The St. Charles Memorial Hospital he found was almost new, having replaced the previous building on Hospital Hill in 1951. Sister Madeline Sullivan was the superior. Five or six sisters worked as nurses in addition to lay nurses who were becoming more common at the hospital.
Patient care depended almost entirely upon the skills of doctors and nurses. They had little else.
“In those days, we weren’t so dependent on technology as we are today,” Ettinger said. “We had X-rays and electrocardiograms and that’s about it.”
Helen Richards, a nurse who served at St. Charles, said much the same in a December 2000 interview.

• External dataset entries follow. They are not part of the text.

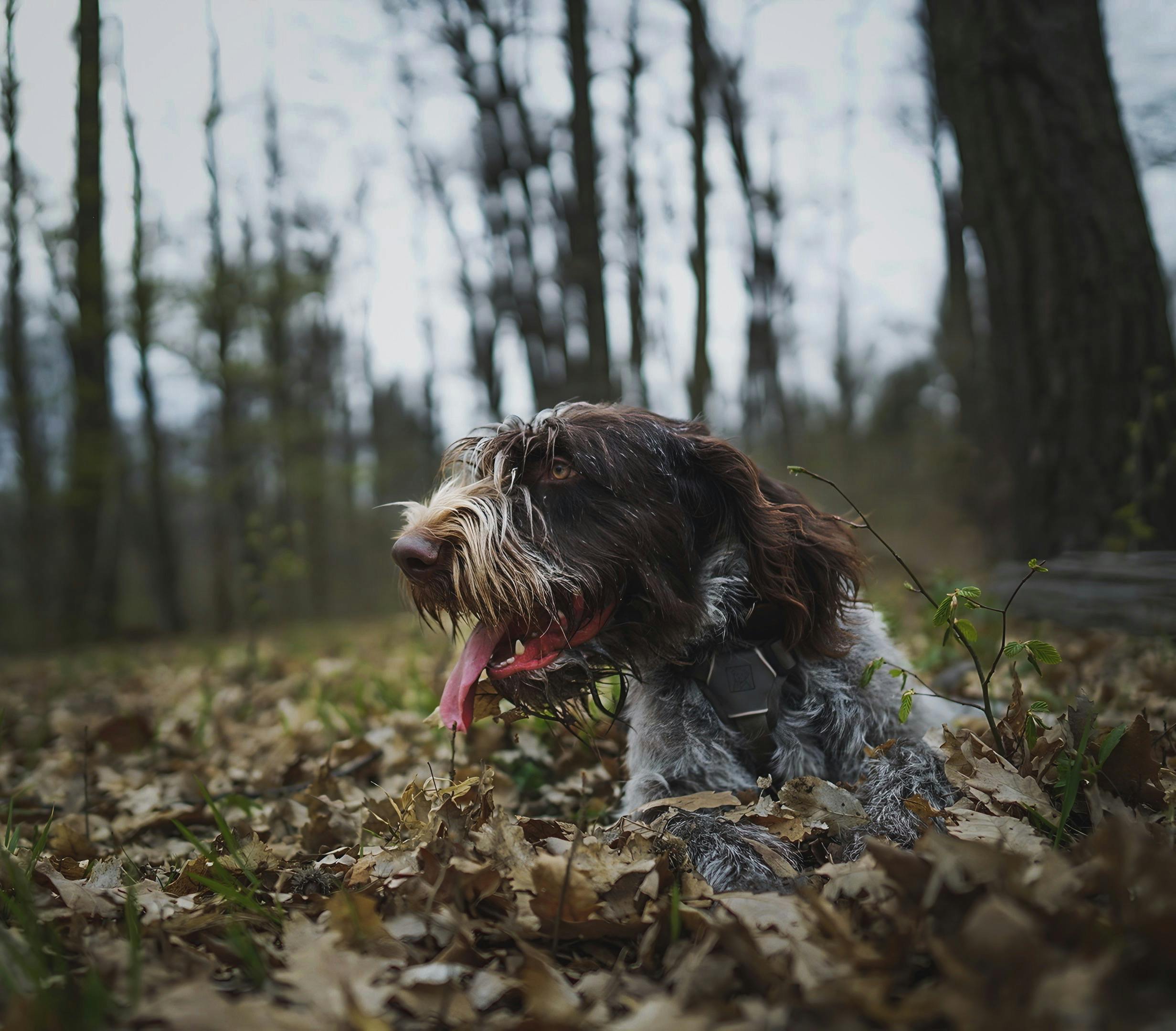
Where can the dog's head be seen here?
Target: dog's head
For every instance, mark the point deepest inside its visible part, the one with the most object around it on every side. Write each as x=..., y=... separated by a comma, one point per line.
x=600, y=539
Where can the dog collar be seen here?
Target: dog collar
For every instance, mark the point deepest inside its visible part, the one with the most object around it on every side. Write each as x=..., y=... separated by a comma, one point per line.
x=743, y=686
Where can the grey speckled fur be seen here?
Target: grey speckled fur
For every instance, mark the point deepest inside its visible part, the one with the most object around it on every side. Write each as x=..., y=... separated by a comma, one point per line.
x=678, y=745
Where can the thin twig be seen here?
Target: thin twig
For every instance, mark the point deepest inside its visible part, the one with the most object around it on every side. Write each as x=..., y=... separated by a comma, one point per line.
x=85, y=776
x=936, y=694
x=564, y=892
x=915, y=581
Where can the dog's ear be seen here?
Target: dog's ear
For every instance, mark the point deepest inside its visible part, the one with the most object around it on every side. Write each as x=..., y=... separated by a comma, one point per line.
x=801, y=561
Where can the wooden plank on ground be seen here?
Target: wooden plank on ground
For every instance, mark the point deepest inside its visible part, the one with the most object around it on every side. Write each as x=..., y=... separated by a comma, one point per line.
x=1099, y=589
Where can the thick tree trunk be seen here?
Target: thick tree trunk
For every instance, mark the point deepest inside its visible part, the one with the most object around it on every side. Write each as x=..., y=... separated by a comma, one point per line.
x=92, y=454
x=21, y=392
x=586, y=263
x=700, y=88
x=1080, y=365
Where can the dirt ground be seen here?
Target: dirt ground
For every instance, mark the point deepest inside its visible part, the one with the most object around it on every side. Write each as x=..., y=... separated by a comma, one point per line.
x=198, y=837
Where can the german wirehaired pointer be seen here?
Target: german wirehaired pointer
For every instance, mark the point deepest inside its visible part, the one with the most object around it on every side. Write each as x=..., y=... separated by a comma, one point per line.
x=599, y=540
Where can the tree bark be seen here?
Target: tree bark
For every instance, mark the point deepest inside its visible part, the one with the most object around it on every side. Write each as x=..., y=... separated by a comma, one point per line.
x=700, y=88
x=232, y=498
x=1080, y=364
x=586, y=262
x=277, y=336
x=92, y=453
x=634, y=219
x=164, y=552
x=765, y=407
x=21, y=392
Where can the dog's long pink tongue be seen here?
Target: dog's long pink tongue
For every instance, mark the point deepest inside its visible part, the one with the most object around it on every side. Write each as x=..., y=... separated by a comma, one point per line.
x=458, y=699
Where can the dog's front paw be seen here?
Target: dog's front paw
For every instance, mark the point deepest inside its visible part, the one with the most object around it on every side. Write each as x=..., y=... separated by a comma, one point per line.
x=892, y=778
x=733, y=857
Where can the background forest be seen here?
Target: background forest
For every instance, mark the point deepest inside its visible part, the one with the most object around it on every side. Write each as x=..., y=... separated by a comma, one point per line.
x=264, y=260
x=205, y=413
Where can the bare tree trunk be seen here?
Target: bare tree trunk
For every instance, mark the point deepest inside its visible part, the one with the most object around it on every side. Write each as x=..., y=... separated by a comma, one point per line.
x=233, y=505
x=92, y=454
x=1080, y=360
x=766, y=412
x=513, y=158
x=634, y=219
x=586, y=263
x=277, y=337
x=21, y=392
x=700, y=90
x=164, y=555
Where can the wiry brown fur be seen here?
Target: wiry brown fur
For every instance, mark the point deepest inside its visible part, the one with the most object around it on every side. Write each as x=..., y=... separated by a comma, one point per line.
x=693, y=552
x=653, y=496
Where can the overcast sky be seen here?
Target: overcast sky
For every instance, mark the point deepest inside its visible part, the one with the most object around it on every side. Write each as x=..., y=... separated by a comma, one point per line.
x=333, y=64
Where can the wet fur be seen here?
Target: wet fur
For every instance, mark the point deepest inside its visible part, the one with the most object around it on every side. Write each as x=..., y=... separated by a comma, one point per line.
x=686, y=535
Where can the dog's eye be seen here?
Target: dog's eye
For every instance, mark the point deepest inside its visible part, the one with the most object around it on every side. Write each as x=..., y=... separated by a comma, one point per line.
x=562, y=469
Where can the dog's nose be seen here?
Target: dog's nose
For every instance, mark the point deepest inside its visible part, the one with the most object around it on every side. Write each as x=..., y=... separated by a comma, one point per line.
x=417, y=555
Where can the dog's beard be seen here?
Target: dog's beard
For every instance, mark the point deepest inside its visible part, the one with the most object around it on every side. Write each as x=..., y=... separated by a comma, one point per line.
x=514, y=655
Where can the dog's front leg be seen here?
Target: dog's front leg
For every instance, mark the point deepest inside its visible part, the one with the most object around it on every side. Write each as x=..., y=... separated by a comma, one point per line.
x=678, y=746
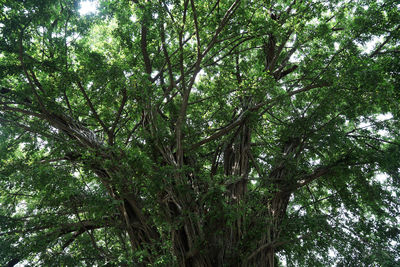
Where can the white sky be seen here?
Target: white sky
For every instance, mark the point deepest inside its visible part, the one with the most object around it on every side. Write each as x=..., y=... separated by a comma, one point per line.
x=88, y=7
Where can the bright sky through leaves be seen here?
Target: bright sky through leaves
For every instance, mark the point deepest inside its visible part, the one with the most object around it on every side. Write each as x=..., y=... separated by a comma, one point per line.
x=88, y=7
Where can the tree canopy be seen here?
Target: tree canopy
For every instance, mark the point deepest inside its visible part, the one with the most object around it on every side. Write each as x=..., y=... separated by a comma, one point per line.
x=200, y=133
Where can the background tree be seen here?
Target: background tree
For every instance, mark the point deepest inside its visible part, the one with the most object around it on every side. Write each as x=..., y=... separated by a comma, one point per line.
x=200, y=133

“I think back how if someone had a heart attack, you put them in room 226 or 227 and they rested there and every day we’d give them an EKG…and they just stayed there and then they went home.”
“We didn’t have any ER doctors or any kind of code. If someone started to die in X-ray, well, that’s the way it was. We didn’t have any crash cart, we had nothing.” Richards said.
These post-war years brought substantial changes to medicine. Ettinger said the military’s experience with teams of specialists was quickly adopted in Bend and elsewhere. The pace of technological advancement also picked up and continues to accelerate to this day.
Still Bend was off the beaten path medically and otherwise. Though it had some capable specialists like Pease, a Harvard-trained surgeon; Evers, an eye, ear, nose and throat man; and Robinson, an obstetrician; it lacked many specialties.
“We had to refer a lot of cases to Portland because we didn’t have a lot of specialists,” Ettinger said.
That would become an impetus for the development of St. Charles Medical Center on the east side of Bend. Doctors like Ettinger, as well as future administrator, Sister Catherine Hellmann, were frustrated by the risky journey patients faced. Another vexation in the 1950s and ‘60s, according to Ettinger was the difficulty attracting new physicians.
“For many years, Dick Woods and I did all the internal medicine. We worked every other night and every other weekend,” he said.
The hospital and clinic sent letters to medical schools across the country.
Local merchants offered physicians discounts. Ettinger said doctors weren’t well paid by today’s standards. The problem was deeper: Bend wasn’t on the medical map and the community would do what it could to keep the physicians it had.
“I don’t think physicians realized good medicine could be practiced in remote areas,” he said.
At the same time, the ground-work for Central Oregon’s transformation from a logging and cattle economy to tourism and growth was being laid. Mount Bachelor ski area opened in 1958, with Dr. Pease as one of the backers. The first condos were built at Sunriver in 1969.
By the early 1970s, momentum started to build on several fronts. Medical technology was advancing and becoming available to smaller hospitals. Tools like the defibrillator required medical providers to seek extra training.
Bend was discovered as a good place to live. Ettinger said by the time he retired in 1998 the community had no trouble recruiting good doctors in most specialties.